Le ministre sud-africain des finances Pravin Gordhan, à Johannesburg le 14 mars 2016. | SIPHIWE SIBEKO / REUTERS

En refusant mercredi 24 août de se plier à la convocation des « Hawks », un corps d’élite de la police qui enquête sur lui, le ministre sud-africain des finances Pravin Gordhan a déclenché ce que la presse locale qualifie déjà de « SARS Wars », impliquant au-delà de la police, la présidence.

Avant d’être ministre, M. Gordhan a été à la tête du fisc sud-africain (SARS) de 1999 à 2009. Il est soupçonné d’y avoir couvert une entreprise d’espionnage d’hommes politiques, dont l’actuel président Jacob Zuma.

« Laissez-moi faire mon travail »

« Je n’ai aucune obligation légale de me présenter à cette convocation des  Hawks [Faucons]. Je ne compte pas m’y présenter, a expliqué Pravin Gordhan dans un communiqué. J’ai un travail à faire dans un environnement difficile pour servir l’Afrique du Sud du mieux que je peux. Laissez-moi faire mon travail. »

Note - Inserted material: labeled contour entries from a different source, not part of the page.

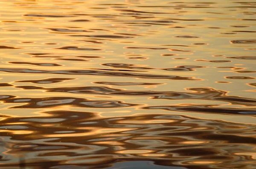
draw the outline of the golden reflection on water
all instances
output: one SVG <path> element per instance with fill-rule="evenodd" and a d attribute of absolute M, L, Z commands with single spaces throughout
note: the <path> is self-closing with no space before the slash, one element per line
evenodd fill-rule
<path fill-rule="evenodd" d="M 256 5 L 2 0 L 0 168 L 256 168 Z"/>

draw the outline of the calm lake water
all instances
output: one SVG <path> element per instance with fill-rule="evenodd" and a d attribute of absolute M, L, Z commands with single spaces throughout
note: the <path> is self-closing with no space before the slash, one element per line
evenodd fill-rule
<path fill-rule="evenodd" d="M 0 168 L 256 168 L 254 0 L 1 0 Z"/>

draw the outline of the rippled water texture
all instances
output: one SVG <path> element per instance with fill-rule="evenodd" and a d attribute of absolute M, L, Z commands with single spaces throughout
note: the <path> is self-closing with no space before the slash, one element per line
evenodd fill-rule
<path fill-rule="evenodd" d="M 0 168 L 256 169 L 256 15 L 0 0 Z"/>

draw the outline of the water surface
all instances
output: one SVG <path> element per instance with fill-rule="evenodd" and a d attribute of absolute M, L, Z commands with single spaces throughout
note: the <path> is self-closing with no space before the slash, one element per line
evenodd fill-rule
<path fill-rule="evenodd" d="M 2 0 L 0 168 L 256 168 L 256 8 Z"/>

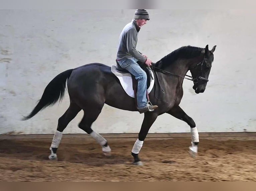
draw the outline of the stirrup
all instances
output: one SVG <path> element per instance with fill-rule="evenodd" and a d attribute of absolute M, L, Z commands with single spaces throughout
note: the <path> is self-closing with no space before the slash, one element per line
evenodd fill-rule
<path fill-rule="evenodd" d="M 148 106 L 148 111 L 154 111 L 155 110 L 154 109 L 149 109 L 149 103 L 150 104 L 150 105 L 151 105 L 151 106 L 153 106 L 153 105 L 152 105 L 152 104 L 151 103 L 151 102 L 150 102 L 148 100 L 147 105 Z"/>

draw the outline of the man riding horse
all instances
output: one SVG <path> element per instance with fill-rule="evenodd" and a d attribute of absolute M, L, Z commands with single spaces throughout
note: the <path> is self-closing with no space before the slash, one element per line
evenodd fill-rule
<path fill-rule="evenodd" d="M 137 63 L 137 61 L 151 65 L 151 60 L 136 50 L 138 35 L 140 28 L 149 20 L 147 11 L 145 9 L 137 9 L 131 22 L 124 28 L 120 35 L 117 48 L 116 60 L 121 68 L 135 77 L 138 81 L 137 93 L 137 108 L 140 113 L 152 111 L 157 105 L 149 105 L 147 101 L 147 75 Z"/>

Suite à cette annonce, le rand sud-africain qui avait déjà perdu mardi soir 4 % de sa valeur face au dollar a lâché un peu plus de terrain. Mercredi soir, un dollar s’échangeait contre 14,20 rands au lieu de 14,07 rands dans l’après-midi.

Dans une lettre qu’il a transmise aux Hawks mercredi, Pravin Gordhan reconnaît l’existence d’une unité d’enquête au sein du SARS, mais assure qu’elle a été créée avec l’aval du gouvernement de l’époque, pour mieux lutter contre l’évasion fiscale.

L’ombre de Jacob Zuma

« De ce que je sais, cette unité a rempli ses fonctions en respectant la loi », précise le ministre. En mars, M. Gordhan s’était déjà plaint de recevoir des « intimidations » de la part des Hawks, au sujet de cette affaire.

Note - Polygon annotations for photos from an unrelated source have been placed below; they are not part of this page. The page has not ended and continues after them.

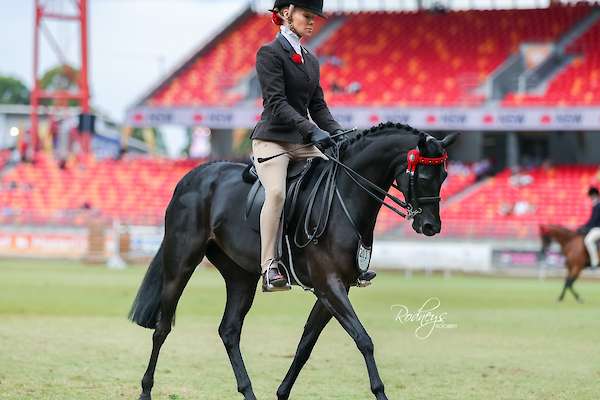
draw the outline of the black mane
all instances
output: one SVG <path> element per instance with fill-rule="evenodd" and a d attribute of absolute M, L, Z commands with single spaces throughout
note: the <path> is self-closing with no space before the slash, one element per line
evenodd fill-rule
<path fill-rule="evenodd" d="M 372 126 L 370 128 L 364 129 L 362 131 L 357 131 L 357 133 L 355 133 L 354 135 L 348 135 L 349 136 L 348 140 L 345 140 L 340 145 L 340 153 L 343 155 L 345 153 L 345 151 L 348 150 L 348 147 L 351 144 L 354 144 L 355 142 L 361 140 L 364 137 L 372 137 L 383 131 L 387 131 L 389 129 L 400 129 L 403 131 L 403 133 L 409 133 L 412 135 L 419 135 L 421 133 L 427 135 L 427 133 L 420 131 L 416 128 L 413 128 L 410 125 L 401 124 L 399 122 L 391 122 L 391 121 L 382 122 L 379 125 Z"/>

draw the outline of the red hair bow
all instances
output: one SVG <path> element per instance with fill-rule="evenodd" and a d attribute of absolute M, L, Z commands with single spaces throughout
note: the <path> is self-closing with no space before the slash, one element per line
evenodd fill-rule
<path fill-rule="evenodd" d="M 302 56 L 298 53 L 294 53 L 292 55 L 292 61 L 295 62 L 296 64 L 302 64 Z"/>

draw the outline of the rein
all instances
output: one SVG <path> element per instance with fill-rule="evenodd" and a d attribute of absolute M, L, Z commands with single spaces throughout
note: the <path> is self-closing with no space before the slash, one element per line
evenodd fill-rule
<path fill-rule="evenodd" d="M 440 201 L 439 196 L 430 196 L 430 197 L 417 197 L 416 196 L 416 181 L 415 175 L 417 175 L 417 167 L 419 165 L 441 165 L 446 163 L 448 160 L 448 154 L 444 152 L 444 154 L 440 157 L 424 157 L 420 155 L 420 152 L 417 149 L 410 150 L 407 154 L 407 169 L 406 173 L 409 175 L 409 196 L 407 196 L 410 200 L 409 202 L 403 201 L 398 197 L 388 193 L 386 190 L 383 190 L 375 183 L 371 182 L 369 179 L 365 178 L 358 172 L 354 171 L 349 166 L 345 165 L 343 162 L 339 160 L 339 144 L 336 143 L 333 146 L 333 155 L 327 155 L 327 157 L 333 161 L 333 163 L 327 165 L 321 174 L 317 178 L 314 187 L 312 188 L 309 196 L 308 196 L 308 205 L 303 214 L 300 215 L 298 220 L 298 224 L 296 226 L 296 231 L 294 233 L 294 244 L 298 248 L 304 248 L 308 246 L 311 242 L 317 243 L 317 239 L 320 238 L 325 232 L 325 228 L 327 227 L 327 222 L 329 220 L 329 213 L 331 210 L 331 204 L 333 203 L 334 195 L 337 196 L 340 204 L 342 205 L 342 209 L 348 217 L 350 224 L 354 228 L 355 233 L 359 237 L 362 242 L 362 236 L 356 226 L 356 223 L 352 219 L 350 212 L 338 190 L 337 187 L 337 173 L 338 167 L 341 167 L 342 170 L 348 175 L 348 177 L 363 191 L 365 191 L 371 198 L 376 200 L 379 204 L 387 207 L 392 210 L 394 213 L 398 214 L 402 218 L 406 220 L 413 219 L 416 215 L 420 214 L 423 210 L 419 207 L 419 204 L 422 203 L 430 203 Z M 362 181 L 362 183 L 361 183 Z M 392 183 L 391 185 L 398 191 L 401 191 L 400 187 Z M 323 190 L 319 190 L 323 187 Z M 323 193 L 323 197 L 320 201 L 319 211 L 316 212 L 313 216 L 313 208 L 317 203 L 317 195 L 319 192 Z M 298 192 L 294 194 L 293 202 L 296 202 L 296 196 Z M 382 199 L 383 197 L 383 199 Z M 389 198 L 395 205 L 390 205 L 385 202 L 385 198 Z M 406 212 L 401 209 L 406 210 Z M 316 223 L 311 225 L 311 220 L 315 220 Z M 301 229 L 303 228 L 303 229 Z M 303 230 L 301 232 L 301 230 Z M 299 235 L 302 234 L 304 236 L 304 240 L 299 238 Z"/>

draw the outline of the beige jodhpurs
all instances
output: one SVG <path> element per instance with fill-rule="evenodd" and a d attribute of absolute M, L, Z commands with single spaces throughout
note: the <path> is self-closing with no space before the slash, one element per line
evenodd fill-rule
<path fill-rule="evenodd" d="M 260 266 L 265 272 L 275 259 L 279 221 L 285 203 L 287 168 L 291 160 L 321 157 L 327 160 L 315 146 L 298 149 L 301 144 L 272 142 L 260 139 L 252 140 L 254 165 L 260 182 L 265 188 L 265 203 L 260 211 Z M 264 163 L 258 163 L 258 158 L 274 156 L 284 151 L 294 150 L 293 153 L 275 157 Z"/>
<path fill-rule="evenodd" d="M 598 247 L 596 247 L 598 240 L 600 240 L 600 228 L 590 229 L 588 234 L 585 235 L 585 239 L 583 239 L 593 267 L 598 267 Z"/>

L’ombre de Jacob Zuma semble planer sur l’action des Hawks. Les relations entre le président sud-africain et son ministre des finances sont en effet connues pour être plutôt fraîches.

En avril, alors que Jacob Zuma avait été reconnu coupable d’avoir violé la constitution en refusant de rembourser l’argent public utilisé pour rénover sa propriété privée, M. Gordhan avait fait une sortie remarquée. « Une fois que vos actions sont jugées contraires » à la Constitution, « on doit réaliser qu’on s’éloigne de son devoir de servir le peuple », avait-il alors lancé.

Respecté des investisseurs

Pravin Gordhan avait été nommé en décembre 2015, principalement pour rassurer les investisseurs qui s’étaient émus du remplacement du respecté ministre Nhlanhla Nene par un député inexpérimenté. Alors que la devise nationale chutait, le président, sous le feu des critiques, avait dû appeler quelques jours plus tard dans la panique Pravin Gordhan, qui avait déjà occupé ce poste de 2009 à 2014.

A l’époque plusieurs analystes avaient estimé que M. Nene payait son opposition au président Zuma dans des dossiers concernant des compagnies publiques. Mais depuis sa prise de fonctions, Pravin Godhan n’a pas hésite à régulièrement mettre l’accent sur l’importance de la bonne gestion des entreprises publiques.

« Il est grand temps que des individus ou des groupes d’individus cessent de jouer avec les entités publiques comme s’il s’agissait de leur petit joujou dont ils peuvent tirer profit », avait-il notamment lancé en décembre.